Hello all - I've reached the end of my ability and knowledge, and am finally asking for help.  Problem presented yesterday, and joy of joys my license exam was today.  That ship has already sailed.

Bike is a 2001 GS500
Symptoms:
Very hard starting - only with heavy application of throttle and won't hold an idle, choked or not
Sounds very very rough

What I've done:
*Checked the plugs.  Heavy carbon deposits, reek of fuel.  Cleaned them, no change.  Replaced them (OEM NGK's), no change.

*First thought was the coils.  Tested them both - primary resistance 5-6 OHM, secondary resistance 25k-28k OHM.  This looks like it's in range.  Tested the +12v terminal, its seeing 12.5V give or take.  Signal must be good, since I get weak spark, not NO spark.

*Pulled the plugs to visually check spark, at beginning of troubleshooting it was too weak to see in direct light, and barely there inside the garage.  After all the troubleshooting, I now get a very weak orange spark.

*Charged the battery, tested at 12V.  Even ran the bike off my car battery, no change.  It cranks the starter just fine, just no good spark.  Voltage increases when the bike is running so I figure the charging system is OK, though the battery was low after having sat only several days...  Maybe there's a clue here??

*Tested continuity of the main ground at the trans case, that's fine.  Visually inspected the aux. ground toward the back of the bike, looks fine but I couldn't reason out a good way to test it..

*Read about problems concerning the 3-wire plug leading to the ignition control, tested resistances from the center wire, they were in range (about 250 OHM), this is regarding the strength of the signal I gather, so I wasn't expecting a problem here.

*Drained the gas tank, and the carb bowls, and filled with new gas.  This was my last longshot, no change.

*I've recently (500miles, 6 weeks or so) dismantled cleaned and reassembled the carbs, they are in spectacular shape.

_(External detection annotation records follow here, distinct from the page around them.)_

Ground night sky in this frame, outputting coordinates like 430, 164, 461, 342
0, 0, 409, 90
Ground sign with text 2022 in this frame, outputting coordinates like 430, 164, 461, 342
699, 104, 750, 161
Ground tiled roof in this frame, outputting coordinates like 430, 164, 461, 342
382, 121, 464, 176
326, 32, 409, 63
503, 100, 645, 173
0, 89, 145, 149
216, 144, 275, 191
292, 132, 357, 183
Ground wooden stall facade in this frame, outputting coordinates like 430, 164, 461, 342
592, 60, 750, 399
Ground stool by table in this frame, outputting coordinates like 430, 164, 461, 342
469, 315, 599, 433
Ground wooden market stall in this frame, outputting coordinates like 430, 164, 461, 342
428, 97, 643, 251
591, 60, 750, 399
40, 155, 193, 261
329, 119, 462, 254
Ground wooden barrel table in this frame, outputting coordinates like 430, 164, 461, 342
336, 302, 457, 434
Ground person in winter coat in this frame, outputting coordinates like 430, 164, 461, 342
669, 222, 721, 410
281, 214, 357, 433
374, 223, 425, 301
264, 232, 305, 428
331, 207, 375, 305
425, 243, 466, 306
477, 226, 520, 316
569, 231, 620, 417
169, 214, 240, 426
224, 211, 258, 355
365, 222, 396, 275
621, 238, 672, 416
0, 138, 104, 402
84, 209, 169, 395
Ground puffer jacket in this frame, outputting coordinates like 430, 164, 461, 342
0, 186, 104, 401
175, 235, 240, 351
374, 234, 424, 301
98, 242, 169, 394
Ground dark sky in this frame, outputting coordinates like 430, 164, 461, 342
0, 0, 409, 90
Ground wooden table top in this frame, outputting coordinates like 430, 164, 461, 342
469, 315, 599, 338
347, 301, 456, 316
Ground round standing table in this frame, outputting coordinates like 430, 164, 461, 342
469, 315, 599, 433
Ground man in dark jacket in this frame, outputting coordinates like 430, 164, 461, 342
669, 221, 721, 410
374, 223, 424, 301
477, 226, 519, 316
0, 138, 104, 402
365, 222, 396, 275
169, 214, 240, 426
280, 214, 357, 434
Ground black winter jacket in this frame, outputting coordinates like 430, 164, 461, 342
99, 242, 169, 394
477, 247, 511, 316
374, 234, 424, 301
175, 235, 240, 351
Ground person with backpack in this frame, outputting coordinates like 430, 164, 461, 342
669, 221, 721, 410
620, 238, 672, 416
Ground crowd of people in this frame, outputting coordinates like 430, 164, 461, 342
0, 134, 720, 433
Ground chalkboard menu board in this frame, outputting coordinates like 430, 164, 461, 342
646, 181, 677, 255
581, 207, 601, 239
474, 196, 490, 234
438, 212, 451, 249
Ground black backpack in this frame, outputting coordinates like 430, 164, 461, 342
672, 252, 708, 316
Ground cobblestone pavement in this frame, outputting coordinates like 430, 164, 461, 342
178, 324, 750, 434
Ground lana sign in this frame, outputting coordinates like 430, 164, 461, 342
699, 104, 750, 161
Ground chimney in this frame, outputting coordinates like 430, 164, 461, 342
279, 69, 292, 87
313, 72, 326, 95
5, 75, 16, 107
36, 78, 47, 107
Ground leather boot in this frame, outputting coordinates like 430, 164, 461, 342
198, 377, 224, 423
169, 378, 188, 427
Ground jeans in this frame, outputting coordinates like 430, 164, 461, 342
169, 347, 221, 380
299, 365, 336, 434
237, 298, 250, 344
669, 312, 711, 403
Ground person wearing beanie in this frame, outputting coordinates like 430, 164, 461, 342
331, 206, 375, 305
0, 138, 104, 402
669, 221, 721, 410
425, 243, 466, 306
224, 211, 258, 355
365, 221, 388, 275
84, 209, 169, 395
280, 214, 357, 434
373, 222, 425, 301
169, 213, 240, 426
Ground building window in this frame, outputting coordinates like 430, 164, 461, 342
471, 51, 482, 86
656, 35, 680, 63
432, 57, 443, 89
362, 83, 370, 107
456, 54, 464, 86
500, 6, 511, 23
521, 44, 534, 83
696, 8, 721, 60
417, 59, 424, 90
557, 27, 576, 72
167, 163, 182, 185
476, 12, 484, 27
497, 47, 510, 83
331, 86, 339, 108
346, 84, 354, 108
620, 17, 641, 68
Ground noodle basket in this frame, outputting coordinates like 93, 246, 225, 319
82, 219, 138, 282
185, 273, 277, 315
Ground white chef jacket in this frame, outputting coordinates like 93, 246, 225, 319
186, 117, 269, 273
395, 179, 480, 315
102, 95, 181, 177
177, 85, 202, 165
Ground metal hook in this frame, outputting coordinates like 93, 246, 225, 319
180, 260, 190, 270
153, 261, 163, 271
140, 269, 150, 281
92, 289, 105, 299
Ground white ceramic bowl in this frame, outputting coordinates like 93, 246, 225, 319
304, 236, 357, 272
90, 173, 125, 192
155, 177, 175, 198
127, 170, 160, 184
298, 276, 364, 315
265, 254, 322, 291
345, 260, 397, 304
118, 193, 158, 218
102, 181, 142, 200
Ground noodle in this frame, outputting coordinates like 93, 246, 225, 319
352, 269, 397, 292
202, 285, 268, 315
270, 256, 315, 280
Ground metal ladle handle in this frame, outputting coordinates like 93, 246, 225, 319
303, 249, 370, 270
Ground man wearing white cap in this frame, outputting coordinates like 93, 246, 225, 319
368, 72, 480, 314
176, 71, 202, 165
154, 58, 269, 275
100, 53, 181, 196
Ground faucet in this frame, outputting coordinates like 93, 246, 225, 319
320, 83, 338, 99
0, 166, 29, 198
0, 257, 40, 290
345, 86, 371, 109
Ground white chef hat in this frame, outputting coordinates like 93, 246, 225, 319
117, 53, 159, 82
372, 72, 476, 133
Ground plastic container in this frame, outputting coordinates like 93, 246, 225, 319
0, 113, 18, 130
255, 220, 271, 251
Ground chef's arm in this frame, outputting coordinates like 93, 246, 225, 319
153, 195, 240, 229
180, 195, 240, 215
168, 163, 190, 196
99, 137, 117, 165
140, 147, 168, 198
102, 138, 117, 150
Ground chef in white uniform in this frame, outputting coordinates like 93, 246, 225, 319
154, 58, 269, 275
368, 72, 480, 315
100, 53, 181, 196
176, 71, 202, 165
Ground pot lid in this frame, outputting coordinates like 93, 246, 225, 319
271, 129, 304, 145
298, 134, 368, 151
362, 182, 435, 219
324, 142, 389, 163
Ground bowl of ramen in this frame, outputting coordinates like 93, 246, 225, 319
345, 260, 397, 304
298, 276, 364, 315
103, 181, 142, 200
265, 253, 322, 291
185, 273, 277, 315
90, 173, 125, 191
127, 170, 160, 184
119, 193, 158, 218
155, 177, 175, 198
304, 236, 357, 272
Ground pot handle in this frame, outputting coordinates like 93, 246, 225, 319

I've been checking everything I can think of, I may have missed something.  About a month ago I, ahem, very gently set the bike down sideways in the driveway by accident.  It didnt even hurt the mirrors, and its a gravel drive, AND it was fine for a 250mile round trip afterwards so I cannot imagine I hurt anything.  Bike was resting on the right side, which is generator cover, correct?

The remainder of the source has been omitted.